Indiana faces twin crises in child care: a lack of access coupled with a lack of affordability.

While access and affordability are challenges across the education spectrum (as anyone with a student loan repayment about to start can tell you), they are particularly acute in child care because of the downstream effects a lack of affordable child care creates: the inability of parents and caregivers to seek or maintain employment or to enroll in education and training, which further hampers Indiana’s economic growth.

To address Indiana’s child care crises, the state should do two things: Spend more money and spend the money better.

Indiana’s approach to addressing child care is similar, in many ways, to the way it approaches other education policies. We rely on choice and markets and hope people have the incentives to make the right choices. Indiana provides scholarships in the form of On My Way Pre-K, Child Care Development Funds, and other support services to low-income families to use in a mixed system of providers that includes home- and school-based providers and child care ministries.

But this system exists in an environment with high fixed costs and small margins. Providers face an unenviable, sometimes impossible, choice between charging higher fees (and passing on the already-unaffordable costs to parents) or paying lower wages to staff (risking staff turnover, in an industry that was understaffed before the pandemic and is struggling to regain ground). We cannot rely on purely market-oriented solutions in the face of clear market failures. This is a clear space for expanded government involvement.

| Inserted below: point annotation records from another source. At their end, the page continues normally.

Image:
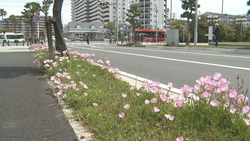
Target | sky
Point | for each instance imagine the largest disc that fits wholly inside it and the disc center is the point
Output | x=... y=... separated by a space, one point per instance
x=235 y=7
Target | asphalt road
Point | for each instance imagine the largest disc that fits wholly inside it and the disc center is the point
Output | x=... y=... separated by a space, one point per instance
x=28 y=109
x=173 y=64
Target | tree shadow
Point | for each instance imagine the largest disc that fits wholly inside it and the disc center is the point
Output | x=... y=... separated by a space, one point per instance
x=13 y=72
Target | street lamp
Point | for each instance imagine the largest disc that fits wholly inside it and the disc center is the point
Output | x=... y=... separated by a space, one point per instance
x=196 y=23
x=156 y=11
x=144 y=14
x=239 y=21
x=116 y=21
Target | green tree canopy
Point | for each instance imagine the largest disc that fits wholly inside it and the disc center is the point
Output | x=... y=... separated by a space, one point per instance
x=3 y=13
x=14 y=21
x=248 y=4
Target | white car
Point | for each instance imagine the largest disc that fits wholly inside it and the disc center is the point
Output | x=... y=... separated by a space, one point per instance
x=65 y=39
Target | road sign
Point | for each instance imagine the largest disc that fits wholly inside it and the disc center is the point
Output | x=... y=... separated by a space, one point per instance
x=36 y=18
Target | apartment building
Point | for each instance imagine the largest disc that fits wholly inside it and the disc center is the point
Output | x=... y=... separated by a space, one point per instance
x=89 y=11
x=21 y=27
x=154 y=12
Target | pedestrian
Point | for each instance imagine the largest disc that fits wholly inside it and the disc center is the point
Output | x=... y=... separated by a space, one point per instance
x=216 y=33
x=5 y=39
x=87 y=38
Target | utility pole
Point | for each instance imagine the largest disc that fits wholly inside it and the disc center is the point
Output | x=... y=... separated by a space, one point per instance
x=144 y=14
x=116 y=21
x=156 y=10
x=196 y=23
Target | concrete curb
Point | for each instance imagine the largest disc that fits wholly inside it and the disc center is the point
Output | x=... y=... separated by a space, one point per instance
x=137 y=81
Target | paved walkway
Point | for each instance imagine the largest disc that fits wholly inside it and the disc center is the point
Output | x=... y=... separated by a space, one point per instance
x=28 y=109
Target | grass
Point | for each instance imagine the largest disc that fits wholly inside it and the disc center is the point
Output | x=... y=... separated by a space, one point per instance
x=115 y=110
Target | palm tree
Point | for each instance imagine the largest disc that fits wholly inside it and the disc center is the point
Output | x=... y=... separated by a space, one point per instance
x=14 y=21
x=3 y=13
x=29 y=11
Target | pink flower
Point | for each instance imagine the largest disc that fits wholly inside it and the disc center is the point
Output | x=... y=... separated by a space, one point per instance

According to recent data from Early Learning Indiana, no counties in Indiana have what could be considered adequate access to high-quality early care and learning settings. Many providers report difficulty in hiring and retaining staff, in part because they cannot pay competitive wages. Workers respond to incentives, and when a worker can make more at a Target ($15 per hour as a cashier) than as a child care worker (approximately $12 per hour), this draws the contrast between what we say we value and what we actually value.

How can we give child care providers an advantage in attracting and retaining talent? With more generous scholarships for families and higher reimbursement rates for providers. These funds can then be used to keep out-of-pocket costs low for families and spur providers to pay higher wages and hire additional staff. Hiring more staff, and keeping them longer, will allow providers to expand capacity, creating additional seats in communities where access currently lags.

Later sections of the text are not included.